Roles that once relied heavily on manual business modeling, operational planning, and market analysis are now being supported – or even replaced – by AI tools. This doesn’t mean MBAs are obsolete. Quite the opposite: as automation scales, the human layer becomes more valuable. MBA graduates are now expected to move upstream – using insights from AI to lead initiatives, drive innovation, and guide ethical, customer-centered strategies.

“At the same time, the importance of soft skills, experiential learning, and interdisciplinary education will grow,” says the report. “Business schools must ensure that graduates not only understand technological advancements but also develop critical thinking, leadership, and ethical decision-making skills.”

Conclusion

AI is rapidly reshaping future careers, and so is the future of MBA programs. It is not just a passing trend — it is a strategic imperative for business schools seeking to remain relevant.

Survey respondents overwhelmingly agreed that AI’s influence will continue to grow over the next decade, affecting both content and delivery. From automated assessment tools to real-time analytics dashboards, AI is already shaping the way students experience business education.

With the advance of AI and the automation of traditional generic skill sets, the recognition and search of ‘soft skills’ is on the rise. Human-centric soft skills, which artificial intelligence can’t replicate, are most critical for businesses to function properly: ethical decision-making and moral judgment; human networking and relationship-building; emotional intelligence and empathy; and conflict resolution.

Presumably, as MBAs gradually integrate AI to meet the market’s increasing demand for roles that require AI skills, they should consider including lectures and classes on soft skills. As employers increasingly seek these human skills from professionals, recruitment processes will assess candidates based on the degree to which they possess these soft skills.
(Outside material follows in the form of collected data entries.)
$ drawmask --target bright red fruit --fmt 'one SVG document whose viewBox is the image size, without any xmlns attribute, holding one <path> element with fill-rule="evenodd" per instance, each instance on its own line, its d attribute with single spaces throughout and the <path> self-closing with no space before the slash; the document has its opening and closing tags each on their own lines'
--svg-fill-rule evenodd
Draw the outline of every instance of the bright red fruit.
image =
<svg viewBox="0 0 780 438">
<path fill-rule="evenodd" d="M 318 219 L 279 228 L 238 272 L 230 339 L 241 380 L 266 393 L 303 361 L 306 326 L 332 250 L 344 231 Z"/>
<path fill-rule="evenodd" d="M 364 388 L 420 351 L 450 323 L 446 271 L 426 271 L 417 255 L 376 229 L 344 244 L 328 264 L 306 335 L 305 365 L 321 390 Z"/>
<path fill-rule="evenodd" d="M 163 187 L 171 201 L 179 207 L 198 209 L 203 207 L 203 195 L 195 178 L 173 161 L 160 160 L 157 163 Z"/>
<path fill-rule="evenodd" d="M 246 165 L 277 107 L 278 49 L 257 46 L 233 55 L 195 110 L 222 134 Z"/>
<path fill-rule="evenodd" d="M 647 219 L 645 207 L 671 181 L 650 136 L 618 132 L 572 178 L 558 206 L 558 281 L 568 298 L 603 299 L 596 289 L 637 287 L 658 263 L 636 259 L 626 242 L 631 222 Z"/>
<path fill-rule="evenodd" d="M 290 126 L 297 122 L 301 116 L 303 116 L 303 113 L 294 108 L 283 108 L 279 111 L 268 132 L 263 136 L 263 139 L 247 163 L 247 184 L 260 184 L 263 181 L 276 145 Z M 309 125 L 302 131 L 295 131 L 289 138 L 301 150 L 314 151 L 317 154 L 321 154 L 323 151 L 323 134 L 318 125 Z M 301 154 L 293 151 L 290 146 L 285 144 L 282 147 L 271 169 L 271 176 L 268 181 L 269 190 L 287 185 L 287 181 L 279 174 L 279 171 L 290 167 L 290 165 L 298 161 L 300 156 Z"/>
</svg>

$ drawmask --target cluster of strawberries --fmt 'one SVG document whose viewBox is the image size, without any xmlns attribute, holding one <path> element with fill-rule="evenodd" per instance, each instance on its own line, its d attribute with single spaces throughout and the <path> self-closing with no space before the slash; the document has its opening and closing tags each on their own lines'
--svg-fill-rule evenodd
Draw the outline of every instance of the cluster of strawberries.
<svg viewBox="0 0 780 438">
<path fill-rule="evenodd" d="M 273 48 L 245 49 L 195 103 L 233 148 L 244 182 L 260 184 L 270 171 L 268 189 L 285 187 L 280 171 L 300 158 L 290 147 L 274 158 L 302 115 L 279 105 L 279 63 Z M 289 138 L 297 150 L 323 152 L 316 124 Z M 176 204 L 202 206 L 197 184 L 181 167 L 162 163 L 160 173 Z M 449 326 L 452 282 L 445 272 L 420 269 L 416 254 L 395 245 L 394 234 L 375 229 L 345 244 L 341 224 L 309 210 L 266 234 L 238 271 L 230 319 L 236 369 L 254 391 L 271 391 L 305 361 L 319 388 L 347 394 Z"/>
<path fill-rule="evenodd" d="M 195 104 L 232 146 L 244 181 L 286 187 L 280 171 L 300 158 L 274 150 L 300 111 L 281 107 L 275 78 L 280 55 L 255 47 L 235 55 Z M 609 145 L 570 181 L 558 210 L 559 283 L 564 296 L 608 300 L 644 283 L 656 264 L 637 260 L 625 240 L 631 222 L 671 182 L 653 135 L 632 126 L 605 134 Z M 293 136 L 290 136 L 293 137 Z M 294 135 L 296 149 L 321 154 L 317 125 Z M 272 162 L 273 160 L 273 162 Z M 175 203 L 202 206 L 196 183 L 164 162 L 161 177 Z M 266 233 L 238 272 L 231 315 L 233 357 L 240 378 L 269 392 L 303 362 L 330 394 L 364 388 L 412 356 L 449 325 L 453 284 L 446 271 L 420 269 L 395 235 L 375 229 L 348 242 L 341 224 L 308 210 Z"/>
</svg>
The knowledge acquired in an MBA and the learning on how to handle AI appropriately should align with the human skills that will add key value to the lot for professionals’ contributions in the work space of the future.

*The participating schools in the report represent more than 112,000 enrolled students, supported by nearly 8,000 full-time faculty, and span a mix of public and private institutions, as well as urban and rural campuses around the world.